Health Habits: Food Waste

This is the time of year that we should enjoy celebrating or spending time with family and friends.  It is also the time of year that disrupts progress with health or fitness-related goals. Those goals are usually set aside or put on the back burner until it is time to make New Year Resolutions.  We do this because the temptation Is too great and the stress and anxiety is too much to handle. 

The real problem here is not about the food. Our attitude about food is the problem.  Many spend the entire year counting calories, carbohydrates, or points.  We track everything we eat or try to limit portions and foods to control our weight.  When we try to be so “good” we create a feeling of restriction and deprivation that our bodies think we are starving.  The holidays roll around bringing temptation about, causing people to feel out of control.  Goals are cast aside to give in to delicious morsels only to end up feeling over-full or stuffed.  

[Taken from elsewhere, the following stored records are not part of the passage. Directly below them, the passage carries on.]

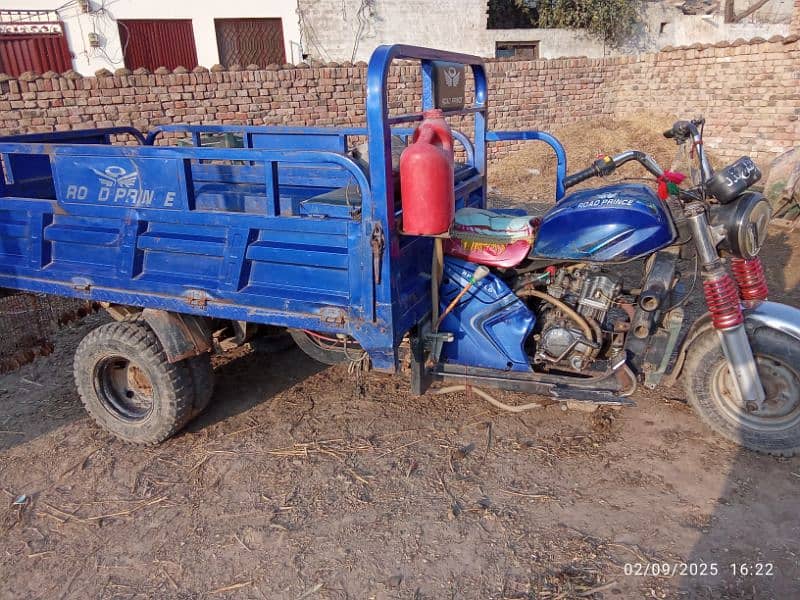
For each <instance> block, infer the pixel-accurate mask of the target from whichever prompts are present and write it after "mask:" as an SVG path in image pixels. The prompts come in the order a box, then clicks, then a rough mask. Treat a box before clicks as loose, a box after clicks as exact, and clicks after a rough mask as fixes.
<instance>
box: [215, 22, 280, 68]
mask: <svg viewBox="0 0 800 600" xmlns="http://www.w3.org/2000/svg"><path fill="white" fill-rule="evenodd" d="M214 23H215V25H216V28H217V48H218V49H219V62H220V64H222V65H224V66H226V67H229V66H231V65H233V64H239V65H241V66H243V67H246V66H247V65H258V66H259V67H265V66H267V65H270V64H282V63H285V62H286V52H285V51H284V46H283V24H282V23H281V20H280V19H215V20H214Z"/></svg>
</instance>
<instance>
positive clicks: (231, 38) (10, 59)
mask: <svg viewBox="0 0 800 600" xmlns="http://www.w3.org/2000/svg"><path fill="white" fill-rule="evenodd" d="M59 37H60V39H59ZM64 48H68V51H69V53H71V55H72V68H73V69H74V70H75V71H78V72H79V73H82V74H86V75H91V74H93V73H94V72H95V71H97V70H98V69H108V70H110V71H114V70H116V69H119V68H122V67H128V68H130V69H135V68H137V67H146V68H148V69H150V70H153V69H155V68H157V67H160V66H166V67H169V68H174V67H176V66H178V65H179V64H180V65H181V66H184V67H187V68H189V69H191V68H193V67H195V66H197V65H202V66H205V67H210V66H212V65H215V64H224V65H225V66H229V65H230V64H233V63H239V64H242V66H247V65H248V64H253V63H254V64H259V65H261V66H265V65H266V64H270V63H285V62H300V61H301V60H302V56H301V52H300V31H299V27H298V17H297V0H224V1H222V2H208V1H204V0H194V1H192V0H70V1H66V2H65V0H0V72H7V73H14V74H19V72H22V71H25V70H36V71H41V70H55V71H59V70H61V71H63V70H66V69H64V68H56V67H63V61H59V60H58V58H59V56H58V55H59V54H60V53H61V54H63V49H64ZM40 65H41V66H40Z"/></svg>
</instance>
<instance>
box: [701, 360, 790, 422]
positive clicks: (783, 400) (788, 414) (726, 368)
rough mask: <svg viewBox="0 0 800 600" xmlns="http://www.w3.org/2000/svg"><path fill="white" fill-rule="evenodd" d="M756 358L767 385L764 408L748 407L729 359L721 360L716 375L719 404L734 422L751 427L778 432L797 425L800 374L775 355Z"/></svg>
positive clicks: (712, 380)
mask: <svg viewBox="0 0 800 600" xmlns="http://www.w3.org/2000/svg"><path fill="white" fill-rule="evenodd" d="M755 359H756V367H757V369H758V375H759V377H760V378H761V384H762V385H763V387H764V394H765V399H764V404H763V406H762V408H761V409H759V410H756V411H752V412H749V411H747V410H745V408H744V406H743V404H742V402H741V400H740V399H739V396H738V394H737V392H736V388H735V386H734V381H733V377H732V375H731V373H730V369H729V368H728V363H727V361H721V362H720V363H719V364H718V365H717V367H716V368H715V369H714V373H713V375H712V393H713V394H714V396H715V398H716V400H717V401H718V404H719V405H720V407H721V409H722V410H723V412H724V413H725V416H726V417H727V418H728V419H729V420H730V421H732V422H734V423H737V424H741V425H745V426H747V427H749V428H751V429H755V430H759V431H767V430H769V431H773V432H774V431H775V430H776V429H789V428H791V427H794V426H795V425H796V424H797V423H798V422H800V373H798V372H797V371H796V370H795V369H794V368H793V367H791V366H790V365H788V364H787V363H785V362H783V361H782V360H780V359H778V358H775V357H773V356H765V355H756V356H755Z"/></svg>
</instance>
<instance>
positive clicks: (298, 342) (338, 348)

Give your body the credit it deserves, its smarter than you think.  Dieting is a form of forced starvation for our bodies which are wired for survival.   When you tell yourself  that you cannot have particular foods, you’re more than likely to overeat those foods when you have access to them.  It is the deprivation that leads to the cravings.  The more you are exposed to a food, the less your brain desires to consume it.  The trigger foods that you keep away for fear of overconsumption will continue to trigger the uncontrollable desire to eat once you have access.  When the brain is exposed to a food frequently, the reward value decreases.  

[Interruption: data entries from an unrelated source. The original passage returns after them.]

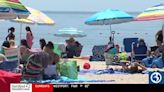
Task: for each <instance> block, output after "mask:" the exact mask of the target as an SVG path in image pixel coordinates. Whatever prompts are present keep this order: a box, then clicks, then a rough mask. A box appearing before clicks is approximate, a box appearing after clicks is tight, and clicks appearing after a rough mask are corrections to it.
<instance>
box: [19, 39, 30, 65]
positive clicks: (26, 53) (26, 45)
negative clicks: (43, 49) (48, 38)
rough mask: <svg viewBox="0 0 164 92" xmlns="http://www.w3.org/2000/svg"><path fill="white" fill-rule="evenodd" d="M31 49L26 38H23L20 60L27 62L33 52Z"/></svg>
mask: <svg viewBox="0 0 164 92" xmlns="http://www.w3.org/2000/svg"><path fill="white" fill-rule="evenodd" d="M29 49H30V48H29V46H28V44H27V41H26V39H22V40H21V45H20V56H21V60H20V61H21V63H23V64H24V63H26V62H27V59H28V57H29V56H30V55H31V54H32V53H30V51H29Z"/></svg>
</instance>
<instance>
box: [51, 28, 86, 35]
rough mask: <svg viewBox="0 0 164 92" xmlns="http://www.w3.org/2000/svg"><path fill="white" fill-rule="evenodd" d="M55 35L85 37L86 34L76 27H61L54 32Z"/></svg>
mask: <svg viewBox="0 0 164 92" xmlns="http://www.w3.org/2000/svg"><path fill="white" fill-rule="evenodd" d="M54 35H55V36H57V37H85V36H86V34H85V33H84V32H83V31H81V30H78V29H76V28H63V29H60V30H58V31H57V33H55V34H54Z"/></svg>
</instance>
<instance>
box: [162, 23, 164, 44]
mask: <svg viewBox="0 0 164 92" xmlns="http://www.w3.org/2000/svg"><path fill="white" fill-rule="evenodd" d="M162 33H163V41H164V21H163V24H162ZM162 43H163V42H162Z"/></svg>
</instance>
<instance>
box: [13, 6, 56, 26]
mask: <svg viewBox="0 0 164 92" xmlns="http://www.w3.org/2000/svg"><path fill="white" fill-rule="evenodd" d="M26 8H27V9H28V10H29V12H30V13H31V14H30V15H29V16H28V17H27V18H23V19H14V20H13V21H15V22H19V23H27V24H40V25H53V24H55V22H54V21H53V19H51V18H50V17H48V16H47V15H46V14H44V13H43V12H41V11H39V10H36V9H33V8H30V7H26Z"/></svg>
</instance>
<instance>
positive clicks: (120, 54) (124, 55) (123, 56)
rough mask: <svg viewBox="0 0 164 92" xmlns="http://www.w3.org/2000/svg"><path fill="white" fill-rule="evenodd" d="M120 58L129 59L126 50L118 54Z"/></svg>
mask: <svg viewBox="0 0 164 92" xmlns="http://www.w3.org/2000/svg"><path fill="white" fill-rule="evenodd" d="M118 58H119V59H118V60H119V61H120V60H128V54H127V53H126V52H121V53H119V54H118Z"/></svg>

To combat the swings of behavior change during the holidays we can shift our mindset about food.  Instead of adopting a restrictive eating pattern at the start of January try to shift the focus towards eating whole foods that satisfy those hunger cues.  This means to remove the word diet from your vocabulary and remove yourself from anything that promises “quick and easy” weight loss.  Instead of allowing diet culture to put us to shame about what we eat, we can choose foods that we know will satisfy us.  If we want a piece of chocolate with our chicken and rice pilaf, we should go ahead and eat one. With mindful eating; paying attention to what we eat, why we are eating it and how we feel, we learn to slow our speed of eating.  It takes at least 20 minutes for the brain to receive the fullness signal.  Be present during your meal , enjoy the flavors eat bite offers and see how much less you’ll eat with being mindful.

By adopting a mindful and positive attitude about food, the holidays would be easier to manage and the focus will be where it belongs -- on family and friends. Reject the diet culture, nourish your body with the foods you know your body needs and allow yourself to indulge.  You’ll find that by giving yourself the permission to eat what you’d like when you crave it, the uncontrollable urges which lead to overeating will subside.  Your body will tell you what it needs when you’re present in the eating experience. 

This week’s health habit: Reject the diet mindset and nourish the body and soul.